Il existe plusieurs courbures et longueurs : une aiguille courbe fine et peu cintrée suffit pour les finitions délicates, tandis qu’un modèle robuste et très arqué s’impose pour les matières épaisses comme le cuir d’ameublement ou la toile de tapissier. Manipulez-la lentement, en accompagnant le mouvement de rotation du poignet plutôt qu’en forçant : la courbe travaille pour vous.

Les aiguilles de machine à coudre

Sur une machine, l’aiguille est une pièce d’usure que l’on remplace bien plus souvent qu’on ne le croit. Une aiguille émoussée saute des points, tire des fils et abîme le tissu. La règle d’or : changer d’aiguille régulièrement, et surtout adapter son type à la matière cousue.

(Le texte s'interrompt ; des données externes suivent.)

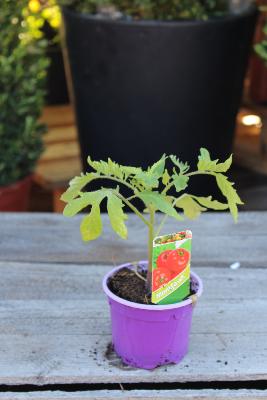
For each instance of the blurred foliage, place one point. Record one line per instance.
(22, 79)
(261, 47)
(153, 9)
(42, 14)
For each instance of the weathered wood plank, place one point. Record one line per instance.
(53, 238)
(40, 281)
(71, 359)
(55, 328)
(139, 394)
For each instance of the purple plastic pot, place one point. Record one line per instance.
(146, 336)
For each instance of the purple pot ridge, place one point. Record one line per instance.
(147, 336)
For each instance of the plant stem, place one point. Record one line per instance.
(113, 178)
(133, 208)
(150, 246)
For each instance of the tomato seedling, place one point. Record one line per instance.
(152, 187)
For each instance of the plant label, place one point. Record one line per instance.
(171, 267)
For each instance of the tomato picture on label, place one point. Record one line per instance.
(177, 260)
(161, 276)
(162, 260)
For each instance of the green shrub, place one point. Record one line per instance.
(22, 79)
(154, 9)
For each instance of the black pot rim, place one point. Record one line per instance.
(252, 9)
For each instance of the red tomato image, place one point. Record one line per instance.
(177, 260)
(162, 259)
(161, 276)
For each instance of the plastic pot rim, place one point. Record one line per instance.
(230, 16)
(147, 306)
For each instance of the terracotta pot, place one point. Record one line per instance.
(16, 196)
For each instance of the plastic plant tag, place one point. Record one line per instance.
(171, 267)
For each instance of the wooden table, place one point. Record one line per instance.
(54, 318)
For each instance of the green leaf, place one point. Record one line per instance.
(85, 199)
(209, 203)
(158, 168)
(183, 167)
(76, 185)
(147, 179)
(206, 164)
(230, 193)
(180, 182)
(191, 208)
(109, 168)
(91, 225)
(165, 177)
(159, 202)
(130, 170)
(116, 215)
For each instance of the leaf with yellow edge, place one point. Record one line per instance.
(91, 225)
(191, 208)
(116, 215)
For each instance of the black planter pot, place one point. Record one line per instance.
(144, 88)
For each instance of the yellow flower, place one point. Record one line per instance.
(34, 6)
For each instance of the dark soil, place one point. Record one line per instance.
(126, 284)
(129, 286)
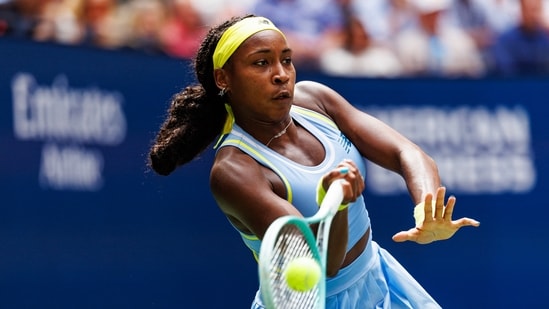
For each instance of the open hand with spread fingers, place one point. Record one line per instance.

Comprendre la numérotation

Les aiguilles machine portent une double indication, européenne et américaine. Le premier chiffre désigne le diamètre de la tige : plus il est petit, plus l’aiguille est fine. Voici les correspondances les plus utiles à retenir.

Numérotation Tissus recommandés
60/8 – 70/10 voile, soie, mousseline, tissus fins
80/12 coton, popeline, lin léger, usage courant
90/14 gabardine, toile, lainage moyen
100/16 – 110/18 jean, tissus épais, plusieurs épaisseurs

Choisir la bonne pointe

Au-delà du diamètre, c’est la forme de la pointe qui fait la différence. L’aiguille universelle convient à la majorité des tissus tissés. Pour les mailles et le jersey, préférez une pointe ball point (bille) qui écarte les fibres au lieu de les percer, ce qui évite les échelles. Les tissus élastiques réclament une aiguille stretch, le denim une aiguille jeans à pointe renforcée, et le cuir une aiguille à pointe lancéolée qui incise proprement la matière. Enfin, les aiguilles jumelées créent deux lignes de piqûre parallèles, idéales pour un ourlet couvrant net.

Les aiguilles à tricoter

Passer au tricot, c’est changer de logique : ici, l’aiguille se mesure en millimètres de diamètre, de 2 mm pour un fil très fin jusqu’à 12 mm et au-delà pour les grosses laines. La bande de votre pelote indique presque toujours la taille conseillée, un point de départ précieux avant de réaliser votre échantillon.

Droites, circulaires ou doubles pointes ?

Le choix du format dépend de l’ouvrage plus que du niveau. Les aiguilles droites, à une seule pointe, restent parfaites pour tricoter à plat une écharpe ou un devant de pull. Les aiguilles circulaires, reliées par un câble souple, tricotent aussi bien en rond (un snood, un bonnet) qu’à plat de grandes largeurs sans surcharger les poignets. Les aiguilles double pointes, vendues par jeu, servent aux petits diamètres tubulaires comme les chaussettes ou les manches. Ajoutez-y une aiguille auxiliaire pour vos torsades, et vous couvrirez l’essentiel de vos envies.

La question de la matière

La matière de l’aiguille change réellement le confort de tricot. Le bambou et le bois, légèrement accrocheurs et tièdes en main, retiennent les mailles : un vrai atout pour débuter ou pour dompter un fil glissant. Le métal, lisse et rapide, fait filer les mailles et convient aux tricoteuses expérimentées comme aux laines rugueuses. Le carbone et les résines, plus légers, séduisent celles qui tricotent longtemps. À vous de trouver le matériau qui épouse votre gestuelle.

Constituer sa trousse d’aiguilles idéale

Inutile de tout acheter d’un coup. Une trousse bien pensée se construit autour de vos projets réels. Pour la couture main, gardez un assortiment de tailles courantes, quelques aiguilles à laine et au moins une aiguille courbe pour les finitions et les réparations. Côté machine, prévoyez des universelles en 80/12 et 90/14, plus quelques ball point si vous cousez de la maille. Pour le tricot, deux ou trois diamètres correspondant à vos laines favorites suffisent au démarrage, complétés par une paire de circulaires très polyvalente.

Pensez enfin à l’entretien : rangez vos aiguilles à l’abri de l’humidité pour éviter la rouille, jetez sans regret celles qui accrochent ou se tordent, et glissez un petit coussin ou un étui dédié dans votre boîte. Une aiguille propre, adaptée et en bon état, c’est la promesse d’une couture régulière et d’un tricot qui glisse. Le geste juste commence toujours là, entre vos doigts, avec l’outil que vous avez choisi en connaissance de cause.